La situazione – gravissima – non poteva certo definirsi «casuale». Al contrario, non era altro che la diretta conseguenza della realtà neocoloniale: un assurdo sistema che rapinava (e continua a rapinare) i paesi come Cuba delle loro materie prime per poi derubarli una seconda volta, rivendendo a prezzi maggiorati il frutto delle lavorazioni industriali eseguite esternamente. In teoria si tratta di un perfetto strumento di sfruttamento e di dominio, nella pratica – come è stato dimostrato – soltanto una feroce «tigre di carta», capace di perpetuarsi a patto di mantenere (a spese dei dominati) un implacabile esercito di dominatori e, a livello ideologico, di spacciare come «giusto», «normale» o «naturale» ciò che, in realtà, è il frutto amaro dello sfruttamento e dell’arbitrio.

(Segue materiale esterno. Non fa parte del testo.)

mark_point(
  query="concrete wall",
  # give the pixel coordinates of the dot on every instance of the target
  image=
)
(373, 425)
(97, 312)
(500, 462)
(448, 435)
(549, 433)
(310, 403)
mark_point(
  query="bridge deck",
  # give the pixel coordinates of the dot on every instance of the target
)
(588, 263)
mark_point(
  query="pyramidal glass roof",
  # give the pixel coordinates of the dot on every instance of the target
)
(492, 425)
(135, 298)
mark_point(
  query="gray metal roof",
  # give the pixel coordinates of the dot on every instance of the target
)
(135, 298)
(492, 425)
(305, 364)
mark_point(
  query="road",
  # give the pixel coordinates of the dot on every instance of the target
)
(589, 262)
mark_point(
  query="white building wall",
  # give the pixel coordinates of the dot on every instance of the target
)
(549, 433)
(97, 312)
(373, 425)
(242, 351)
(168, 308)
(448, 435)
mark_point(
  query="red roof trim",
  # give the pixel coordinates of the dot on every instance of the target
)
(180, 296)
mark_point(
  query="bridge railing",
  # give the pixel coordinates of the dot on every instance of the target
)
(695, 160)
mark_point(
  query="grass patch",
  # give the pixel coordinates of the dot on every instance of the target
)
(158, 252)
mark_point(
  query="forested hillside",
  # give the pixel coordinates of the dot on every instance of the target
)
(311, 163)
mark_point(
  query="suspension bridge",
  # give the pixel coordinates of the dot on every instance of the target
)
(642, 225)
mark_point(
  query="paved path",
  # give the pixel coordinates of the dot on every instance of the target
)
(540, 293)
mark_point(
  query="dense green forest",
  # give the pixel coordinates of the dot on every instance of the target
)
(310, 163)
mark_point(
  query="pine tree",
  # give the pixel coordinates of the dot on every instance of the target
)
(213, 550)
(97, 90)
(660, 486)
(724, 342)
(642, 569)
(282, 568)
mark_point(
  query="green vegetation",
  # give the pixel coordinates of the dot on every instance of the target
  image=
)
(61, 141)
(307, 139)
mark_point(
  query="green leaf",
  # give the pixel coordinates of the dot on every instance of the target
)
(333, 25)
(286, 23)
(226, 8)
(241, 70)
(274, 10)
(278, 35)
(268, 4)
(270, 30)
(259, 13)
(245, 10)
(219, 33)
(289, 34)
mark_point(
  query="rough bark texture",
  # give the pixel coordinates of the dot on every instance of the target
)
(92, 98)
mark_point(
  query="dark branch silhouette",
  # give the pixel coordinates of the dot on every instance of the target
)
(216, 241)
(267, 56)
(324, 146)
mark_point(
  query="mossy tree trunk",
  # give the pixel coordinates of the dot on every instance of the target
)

Questa è la situazione in cui, dopo settantasei giorni di isolamento, il 16 ottobre del 1953, Fidel Castro prende la parola. Il Pubblico Ministero si è già espresso spendendo appena qualche minuto per chiedere nei confronti del leader del Movimento «26 luglio» ben ventisei anni di carcere. Che una simile pretesa si fondi su un testo di legge contrario alla stessa Costituzione cubana, stravolta dopo il colpo di Stato di Batista del 10 marzo del 1952, non sembra avere nessuna importanza. E che esercitare il proprio diritto alla difesa all’interno di un finto tribunale, circondato da militari armati fino ai denti, sia quanto meno una beffa, non crea alcun problema al regime di Batista, per il quale il processo a Castro e al «26 luglio» è soltanto l’ultimo atto di un copione repressivo già messo in scena con successo. Invece, messo con le spalle al muro, Castro non accetta neppure per un minuto di vestire i panni della vittima predestinata. Al contrario, il futuro Líder Máximo della rivoluzione cubana capovolge i termini della questione e, da accusato, si trasforma in accusatore, ridicolizzando la giurisprudenza di Batista insieme ai suoi strumenti di dominio e alla sua ideologia totalitaria. In questo modo, la liquidazione dell’opposizione diventa l’inizio della fine per la dittatura che regge le sorti dell’Isola: un passaggio che sarebbe un grave errore considerare di semplice natura retorica, venendo a fondarsi, all’interno del discorso di Castro, su una strategia ben precisa, destinata a demolire le armi dell’avversario e, contemporaneamente, a indicare una precisa alternativa politica per la gestione dei destini di Cuba. Rispetto a questo discorso, i punti salienti de La storia mi assolverà, riguardano:
- Le forze messe in campo dal nemico
Non ha nessuna importanza, nota Castro, che il regime di Batista possa contare sulla protezione di un esercito ben armato e ben addestrato, e su un servizio di spionaggio foraggiato con milioni di pesos. La storia (non solo) cubana – insieme all’attualità della protesta sociale in America Latina – insegna che un esercito più numeroso di quello di Batista, cioè l’esercito spagnolo, è già stato sconfitto da cubani disposti a lottare persino a mani nude oltre che a colpi di machete. Perché: «Così lottano i popoli quando vogliono conquistare la loro libertà: lanciano pietre contro gli aerei e capovolgono i carri armati!».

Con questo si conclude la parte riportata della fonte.